Why does love need a special day? I think that’s dumb. Today was the best Valentine’s day in all my 23 years.
The ladies of A squad woke up early to decorate and make a hearty breakfast for the men.
All the girls left the ranch to do ministry with the other two ministries. Deanna and I joined the two teams building the cinder block wall. When the day was over we had devotions with Gracie. She was talking to us about hearing from God and pointed at me, thinking I had something on my mind. Yep. She told me how I need to let God love me and that He is not my earthly father. He knows my name and loves me regardless. This was a big deal. Just at debrief I had stood up and told the squad how I have a hard time letting people love me, but this was people, not God. I had never really thought about how I do that same thing with the man who loves me more than I could fathom. It was really cool how this happened on valentine’s day, the day when I think love should have no extra emphasis.

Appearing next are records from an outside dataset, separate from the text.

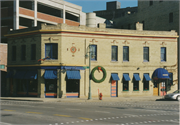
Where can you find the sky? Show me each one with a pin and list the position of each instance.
(96, 5)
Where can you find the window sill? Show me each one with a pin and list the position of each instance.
(146, 90)
(125, 61)
(145, 61)
(163, 61)
(114, 61)
(50, 60)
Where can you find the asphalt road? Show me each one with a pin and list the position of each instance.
(115, 113)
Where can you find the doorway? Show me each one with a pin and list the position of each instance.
(72, 88)
(113, 88)
(51, 88)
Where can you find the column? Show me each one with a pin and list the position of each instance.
(16, 14)
(14, 87)
(41, 83)
(7, 87)
(64, 14)
(34, 8)
(62, 87)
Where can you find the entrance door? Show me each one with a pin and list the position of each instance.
(72, 88)
(51, 88)
(113, 88)
(156, 89)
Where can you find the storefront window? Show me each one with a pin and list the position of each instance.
(125, 85)
(33, 85)
(51, 85)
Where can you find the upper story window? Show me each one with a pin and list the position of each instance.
(114, 53)
(93, 52)
(23, 52)
(51, 50)
(163, 54)
(125, 53)
(170, 17)
(146, 54)
(150, 2)
(13, 53)
(33, 52)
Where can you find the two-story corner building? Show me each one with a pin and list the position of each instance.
(51, 61)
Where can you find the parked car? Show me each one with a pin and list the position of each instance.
(175, 95)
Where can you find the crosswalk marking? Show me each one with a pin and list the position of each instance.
(62, 115)
(8, 110)
(85, 118)
(34, 112)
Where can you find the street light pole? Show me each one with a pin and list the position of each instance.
(89, 96)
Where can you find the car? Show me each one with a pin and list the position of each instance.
(174, 96)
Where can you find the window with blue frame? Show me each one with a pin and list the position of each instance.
(163, 54)
(125, 53)
(13, 53)
(51, 50)
(170, 81)
(146, 54)
(150, 2)
(33, 52)
(145, 82)
(114, 56)
(23, 52)
(93, 52)
(136, 82)
(125, 83)
(170, 17)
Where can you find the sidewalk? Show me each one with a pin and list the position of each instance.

We got home after plotting what the boys were going to do for dinner. “7pm dinner.” “nope, 7:30.” “nope, 8:00.” Alright, these 40 girls are starving now. When 8:30 rolled around any complaint from the hangry girls was silenced. The A-men decorated the kitchen with a ridiculous amount of candles, headlamps in the windows, confetti hearts on the table, lights strung between the fans, music to set the mood, and were decked out in swimsuits and button ups. We were escorted in and announced to the room, “presenting princess sasha.” We were seated at our assigned seat where we had sparkling cider and fresh squeezed lemonade with a strawberry on the cup. We enjoyed a delicious dinner and quite the show. I had to keep myself from crying. No, I’ve never been in a serious Valentine’s day worthy relationship, but I’ve never had any guy do anything remotely like this for me. I was reminded about the extreme love and respect these men have for us. Being a part of this squad has already changed the way I am able to see men. These ten men in my life are the most real men of God I’ve ever met. They would do anything for their sisters. To be able to have a friendship with these men in the context of the race where relationships are a no go, is a huge blessing. I’m able to simply love them as my brothers and be loved as a sister.
I was reminded today of the love my Heavenly Father has for me. Over all else. It shouldn’t take a special day to remember I am loved but it sure was nice.